How would he know? He’d been locked up just like her. She sprinted past his prison cell and mouthed the word sorry. About twenty feet away, she bumped into something spongy and invisible. Bouncing backward, she stumbled and crashed onto her butt, debris sticking to her palms. Why did the Creators hate her?
2
Saber stared through the narrow slit opening on his cell’s door and out onto the dark prison corridor. The blonde from next door was about to escape an
d leave his ass locked up. Now, if she had tried to help and failed, he’d give her a pity point, but she’d rushed past without a second glance. Cold-hearted.
She staggered to her feet in the hallway, rubbing her forehead. Soot and mud marred her arms and clothes, and her waist-length hair clumped at the ends. Saber had expected to meet a Spell Forger from the Kingdom of Vaie. Except in the dimly lit corridor, he couldn’t see mage runes lining this drae’s brow. So, who was she?
Guards approached with heavy steps. Saber’s affinity with the Earth was his protector, his life essence, his alarm. Though it worked like shit when he had broken into Noah’s facility to rescue his imprisoned stepfather. Three months later, Saber still hadn’t managed to escape the main prison. But he had been transferred to this place overnight, which meant someone had bought him.
Nerves tingled throughout his body as the alarm persisted. “Hurry, Fire Girl!”
Her panic-stricken gaze swept the length of the corridor. She bolted again out of Saber’s sight. And like before, she was thrust backward by the same invisible barrier that pressed against Saber’s back, shoving him face first into the door. There had been a spell binding them together within fifteen to twenty feet to ensure neither escaped. He’d seen similar ones used dozens of times in the prison he’d just left.

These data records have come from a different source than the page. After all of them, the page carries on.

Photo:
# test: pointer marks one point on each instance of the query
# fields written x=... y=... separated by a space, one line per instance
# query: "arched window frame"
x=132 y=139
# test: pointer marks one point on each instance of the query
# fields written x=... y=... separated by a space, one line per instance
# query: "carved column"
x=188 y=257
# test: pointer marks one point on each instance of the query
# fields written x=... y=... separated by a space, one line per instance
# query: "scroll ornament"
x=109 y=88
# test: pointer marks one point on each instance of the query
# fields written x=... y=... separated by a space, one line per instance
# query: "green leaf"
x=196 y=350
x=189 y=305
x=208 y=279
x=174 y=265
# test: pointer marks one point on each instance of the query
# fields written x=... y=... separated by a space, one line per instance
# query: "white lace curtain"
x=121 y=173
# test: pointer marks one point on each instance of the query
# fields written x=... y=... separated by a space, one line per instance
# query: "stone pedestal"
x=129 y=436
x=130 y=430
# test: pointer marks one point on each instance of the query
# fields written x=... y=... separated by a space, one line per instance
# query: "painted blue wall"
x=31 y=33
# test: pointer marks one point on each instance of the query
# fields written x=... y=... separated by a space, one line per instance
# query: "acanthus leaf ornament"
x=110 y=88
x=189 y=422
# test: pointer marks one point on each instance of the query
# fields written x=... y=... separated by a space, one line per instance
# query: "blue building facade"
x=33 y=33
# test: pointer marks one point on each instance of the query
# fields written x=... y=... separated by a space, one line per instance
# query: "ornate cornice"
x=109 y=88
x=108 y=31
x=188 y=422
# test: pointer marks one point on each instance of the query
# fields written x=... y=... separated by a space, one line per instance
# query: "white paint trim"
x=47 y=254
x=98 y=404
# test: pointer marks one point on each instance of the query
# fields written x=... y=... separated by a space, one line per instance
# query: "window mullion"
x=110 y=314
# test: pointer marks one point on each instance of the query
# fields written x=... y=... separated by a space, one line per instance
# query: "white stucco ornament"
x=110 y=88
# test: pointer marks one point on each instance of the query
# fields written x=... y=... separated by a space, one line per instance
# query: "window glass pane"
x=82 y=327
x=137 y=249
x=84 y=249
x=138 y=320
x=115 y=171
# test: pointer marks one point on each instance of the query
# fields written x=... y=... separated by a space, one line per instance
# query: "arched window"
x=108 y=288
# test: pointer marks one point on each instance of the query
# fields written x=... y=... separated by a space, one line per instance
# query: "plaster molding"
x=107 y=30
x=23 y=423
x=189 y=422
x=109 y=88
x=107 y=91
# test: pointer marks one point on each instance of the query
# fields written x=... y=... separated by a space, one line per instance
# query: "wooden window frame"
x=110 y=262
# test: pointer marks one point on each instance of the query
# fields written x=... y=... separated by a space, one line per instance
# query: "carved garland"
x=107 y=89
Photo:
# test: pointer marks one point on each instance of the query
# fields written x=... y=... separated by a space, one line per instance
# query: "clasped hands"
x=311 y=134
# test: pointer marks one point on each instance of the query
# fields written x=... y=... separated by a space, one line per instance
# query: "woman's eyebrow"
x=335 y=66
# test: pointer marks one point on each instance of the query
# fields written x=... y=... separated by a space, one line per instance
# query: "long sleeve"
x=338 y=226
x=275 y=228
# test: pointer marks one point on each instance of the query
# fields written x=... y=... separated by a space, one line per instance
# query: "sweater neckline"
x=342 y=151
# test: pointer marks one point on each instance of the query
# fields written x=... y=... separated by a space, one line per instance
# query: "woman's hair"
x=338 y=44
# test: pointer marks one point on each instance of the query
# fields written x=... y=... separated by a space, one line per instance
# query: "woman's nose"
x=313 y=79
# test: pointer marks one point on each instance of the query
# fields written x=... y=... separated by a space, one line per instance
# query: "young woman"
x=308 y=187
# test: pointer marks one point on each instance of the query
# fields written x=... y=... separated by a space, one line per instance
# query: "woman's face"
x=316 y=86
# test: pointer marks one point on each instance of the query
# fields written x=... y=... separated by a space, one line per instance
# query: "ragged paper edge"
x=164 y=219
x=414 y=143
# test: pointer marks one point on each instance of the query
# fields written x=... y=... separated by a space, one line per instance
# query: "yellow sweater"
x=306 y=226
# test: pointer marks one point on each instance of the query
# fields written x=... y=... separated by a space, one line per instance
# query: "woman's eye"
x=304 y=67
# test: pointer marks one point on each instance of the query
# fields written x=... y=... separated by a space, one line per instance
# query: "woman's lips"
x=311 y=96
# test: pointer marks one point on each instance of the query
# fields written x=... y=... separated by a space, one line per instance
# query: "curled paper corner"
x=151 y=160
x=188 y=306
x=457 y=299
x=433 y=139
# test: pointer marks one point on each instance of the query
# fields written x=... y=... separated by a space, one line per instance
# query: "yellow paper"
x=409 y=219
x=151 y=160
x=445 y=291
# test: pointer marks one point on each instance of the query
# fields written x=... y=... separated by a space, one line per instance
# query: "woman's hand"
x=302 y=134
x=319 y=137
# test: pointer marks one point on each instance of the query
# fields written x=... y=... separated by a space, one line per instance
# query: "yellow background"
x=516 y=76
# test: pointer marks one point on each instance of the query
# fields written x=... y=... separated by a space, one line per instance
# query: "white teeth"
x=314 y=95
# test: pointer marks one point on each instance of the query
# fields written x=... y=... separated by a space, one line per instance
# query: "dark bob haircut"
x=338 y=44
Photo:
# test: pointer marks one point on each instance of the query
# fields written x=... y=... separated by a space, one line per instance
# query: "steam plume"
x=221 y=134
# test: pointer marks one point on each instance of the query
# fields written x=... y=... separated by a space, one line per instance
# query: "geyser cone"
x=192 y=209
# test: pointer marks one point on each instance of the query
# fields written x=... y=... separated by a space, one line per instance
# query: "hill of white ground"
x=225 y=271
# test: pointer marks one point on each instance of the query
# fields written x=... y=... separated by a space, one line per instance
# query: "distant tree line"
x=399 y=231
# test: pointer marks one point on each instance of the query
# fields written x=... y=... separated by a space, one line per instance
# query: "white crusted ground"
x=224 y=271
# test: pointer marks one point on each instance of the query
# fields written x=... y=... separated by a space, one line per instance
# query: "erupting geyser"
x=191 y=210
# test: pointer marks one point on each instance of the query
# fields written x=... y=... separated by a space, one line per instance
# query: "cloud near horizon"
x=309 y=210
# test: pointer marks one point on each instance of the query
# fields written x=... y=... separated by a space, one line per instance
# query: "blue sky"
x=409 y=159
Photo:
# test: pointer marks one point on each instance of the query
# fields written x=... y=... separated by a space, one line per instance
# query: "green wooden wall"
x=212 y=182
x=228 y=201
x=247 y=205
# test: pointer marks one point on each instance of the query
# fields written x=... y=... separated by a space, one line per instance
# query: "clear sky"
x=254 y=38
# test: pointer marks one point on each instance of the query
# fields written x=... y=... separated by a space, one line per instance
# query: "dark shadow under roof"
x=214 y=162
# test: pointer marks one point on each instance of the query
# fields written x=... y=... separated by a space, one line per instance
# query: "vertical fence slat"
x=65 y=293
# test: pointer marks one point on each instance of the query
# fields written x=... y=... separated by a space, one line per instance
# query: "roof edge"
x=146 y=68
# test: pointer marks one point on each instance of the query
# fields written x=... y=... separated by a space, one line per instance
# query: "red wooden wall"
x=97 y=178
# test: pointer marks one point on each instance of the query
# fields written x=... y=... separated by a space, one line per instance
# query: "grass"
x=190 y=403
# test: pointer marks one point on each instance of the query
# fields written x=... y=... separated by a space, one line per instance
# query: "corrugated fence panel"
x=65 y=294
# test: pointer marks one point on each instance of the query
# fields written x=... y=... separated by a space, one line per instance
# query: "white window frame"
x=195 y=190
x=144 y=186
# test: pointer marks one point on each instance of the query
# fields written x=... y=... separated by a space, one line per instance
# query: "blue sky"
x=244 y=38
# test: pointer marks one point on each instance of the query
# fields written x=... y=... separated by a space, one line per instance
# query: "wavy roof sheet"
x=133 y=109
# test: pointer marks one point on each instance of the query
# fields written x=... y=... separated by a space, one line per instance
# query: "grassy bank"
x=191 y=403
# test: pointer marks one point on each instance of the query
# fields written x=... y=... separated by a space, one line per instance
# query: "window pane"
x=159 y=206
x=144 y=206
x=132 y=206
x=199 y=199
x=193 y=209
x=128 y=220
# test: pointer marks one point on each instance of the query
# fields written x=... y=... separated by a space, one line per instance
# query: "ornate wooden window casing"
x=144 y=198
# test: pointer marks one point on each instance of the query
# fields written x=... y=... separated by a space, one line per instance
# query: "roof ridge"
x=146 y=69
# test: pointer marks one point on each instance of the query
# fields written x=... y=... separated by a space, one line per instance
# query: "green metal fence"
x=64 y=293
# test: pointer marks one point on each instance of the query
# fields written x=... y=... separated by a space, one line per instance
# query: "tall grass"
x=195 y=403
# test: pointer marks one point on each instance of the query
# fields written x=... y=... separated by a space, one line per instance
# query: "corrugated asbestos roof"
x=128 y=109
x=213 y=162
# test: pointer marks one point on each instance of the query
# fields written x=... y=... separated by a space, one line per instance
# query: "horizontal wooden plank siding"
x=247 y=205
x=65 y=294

“Use your mojo and release me.” His voice climbed by the time he got to the last few words.
Immediately the floor began to shake from the approaching guards.
Fire Girl huffed, her gaze flicking down the hallway. “Why can’t I leave?”
“Did you think it’d be that easy?”
She closed in on him, her hands clasped tightly in front of her stomach, knuckles white. The gesture reminded Saber of Alia, his younger step-niece, who wore the same look whenever she broke something in the house. That girl was the epitome of a klutz, and he missed her more each day.
“Tell me how to leave, or you’ll be sorry.” Fire Girl had a sneer on her face, and her narrowing gaze carried a threat of future retribution.